Mythes autour du Moyen Age

Une des « pages sombres » de l’Église médiévale, outre l’inquisition et « l’obscurantisme », serait, selon ses opposants, les croisades. Un des premiers à créer la légende noire de ces expéditions fut Martin Luther, qui écrivait à leur sujet : « Si j’étais soldat, et qu’en tant qu’étendard de guerre j’avais vu le blason de quelque prêtre ou une croix, ou même un crucifix, j’aurais fui comme poursuivi par le diable »…

De la « légende noire » des croisades

Pour Luther, la « tombe gardée par les sarrasins » (il s’agit du Saint Sépulcre du Christ, à Jérusalem) ne comptait pas autant que la Bible assassinée et enterrée par les « papistes » et « dont le corps est gardée par les inquisiteurs ». Selon le réformateur allemand, l’expansion des musulmans en Europe devrait être considérée non comme un mal mais comme un châtiment divin, qui venait punir les « papistes » (c’est-a-dire des catholiques) de leurs péchés.

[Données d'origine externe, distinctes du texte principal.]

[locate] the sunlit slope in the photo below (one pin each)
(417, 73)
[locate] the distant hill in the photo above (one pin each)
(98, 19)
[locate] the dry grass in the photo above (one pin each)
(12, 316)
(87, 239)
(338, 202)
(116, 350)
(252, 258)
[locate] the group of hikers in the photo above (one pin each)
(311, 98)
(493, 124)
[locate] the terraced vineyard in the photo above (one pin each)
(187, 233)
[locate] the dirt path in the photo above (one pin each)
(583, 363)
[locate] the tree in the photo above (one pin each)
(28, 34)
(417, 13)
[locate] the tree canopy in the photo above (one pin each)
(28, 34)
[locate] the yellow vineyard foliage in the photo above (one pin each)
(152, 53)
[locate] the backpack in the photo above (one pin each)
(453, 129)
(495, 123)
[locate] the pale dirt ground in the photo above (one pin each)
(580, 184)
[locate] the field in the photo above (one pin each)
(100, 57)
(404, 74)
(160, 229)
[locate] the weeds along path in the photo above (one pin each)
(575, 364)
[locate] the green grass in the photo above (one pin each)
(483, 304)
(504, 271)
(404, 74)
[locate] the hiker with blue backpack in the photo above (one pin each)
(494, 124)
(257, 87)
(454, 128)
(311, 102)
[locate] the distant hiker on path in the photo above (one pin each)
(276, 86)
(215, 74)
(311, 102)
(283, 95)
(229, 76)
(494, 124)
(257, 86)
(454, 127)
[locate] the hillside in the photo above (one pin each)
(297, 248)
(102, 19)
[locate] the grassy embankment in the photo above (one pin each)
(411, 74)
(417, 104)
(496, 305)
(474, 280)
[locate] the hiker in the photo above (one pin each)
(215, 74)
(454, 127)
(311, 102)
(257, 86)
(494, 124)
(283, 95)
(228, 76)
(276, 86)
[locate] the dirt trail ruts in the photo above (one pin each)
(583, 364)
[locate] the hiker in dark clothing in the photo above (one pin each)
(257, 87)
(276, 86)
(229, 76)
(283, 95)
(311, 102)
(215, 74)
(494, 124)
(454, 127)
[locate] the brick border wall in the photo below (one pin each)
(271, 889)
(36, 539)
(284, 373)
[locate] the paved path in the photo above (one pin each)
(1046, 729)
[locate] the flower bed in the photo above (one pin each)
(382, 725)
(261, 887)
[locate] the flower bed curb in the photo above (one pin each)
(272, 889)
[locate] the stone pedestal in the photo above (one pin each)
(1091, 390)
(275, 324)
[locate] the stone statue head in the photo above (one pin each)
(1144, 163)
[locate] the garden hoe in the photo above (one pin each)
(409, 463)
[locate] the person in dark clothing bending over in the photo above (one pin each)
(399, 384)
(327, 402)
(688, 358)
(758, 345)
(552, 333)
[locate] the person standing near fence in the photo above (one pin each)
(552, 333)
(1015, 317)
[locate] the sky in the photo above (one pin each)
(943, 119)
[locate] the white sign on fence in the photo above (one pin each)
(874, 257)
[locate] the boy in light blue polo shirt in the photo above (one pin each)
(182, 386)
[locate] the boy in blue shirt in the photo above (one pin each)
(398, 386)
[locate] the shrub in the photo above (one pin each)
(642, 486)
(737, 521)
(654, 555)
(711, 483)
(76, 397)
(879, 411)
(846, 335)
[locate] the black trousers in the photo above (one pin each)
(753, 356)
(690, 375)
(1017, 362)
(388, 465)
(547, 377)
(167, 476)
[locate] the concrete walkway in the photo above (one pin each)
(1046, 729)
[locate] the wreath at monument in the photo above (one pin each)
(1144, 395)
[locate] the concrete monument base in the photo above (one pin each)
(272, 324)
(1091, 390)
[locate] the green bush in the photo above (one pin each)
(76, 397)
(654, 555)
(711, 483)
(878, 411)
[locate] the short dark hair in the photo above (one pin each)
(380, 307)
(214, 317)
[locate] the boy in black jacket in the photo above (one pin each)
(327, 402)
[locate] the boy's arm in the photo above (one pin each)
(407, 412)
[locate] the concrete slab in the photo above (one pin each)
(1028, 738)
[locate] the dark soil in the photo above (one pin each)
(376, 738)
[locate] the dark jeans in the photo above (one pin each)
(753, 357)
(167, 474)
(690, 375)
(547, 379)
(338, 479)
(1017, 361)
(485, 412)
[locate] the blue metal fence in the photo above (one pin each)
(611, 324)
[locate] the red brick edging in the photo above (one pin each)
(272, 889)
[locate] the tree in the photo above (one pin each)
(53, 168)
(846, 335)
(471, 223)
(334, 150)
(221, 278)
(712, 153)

L’époque des Lumières est elle aussi revenue sur ces croisades et les a sévèrement critiquées. Aujourd’hui encore, c’est ce point de vue qui prévaut dans nos sociétés quant à ces événements. Edward Gibbon, un historien britannique du XVIIIe siècle, auteur d’une monumentale Histoire de la décadence et de la chute de l’Empire romain, constatait ainsi que les croisades n’étaient que l’expression d’un « fanatisme sauvage », que « La foi des catholiques fut pourrie par de nouvelles légendes », et que « La vie et les efforts des millions d’hommes qui périrent en Orient auraient été plus utiles s’ils avaient été employés à l’amélioration de leur propres pays ».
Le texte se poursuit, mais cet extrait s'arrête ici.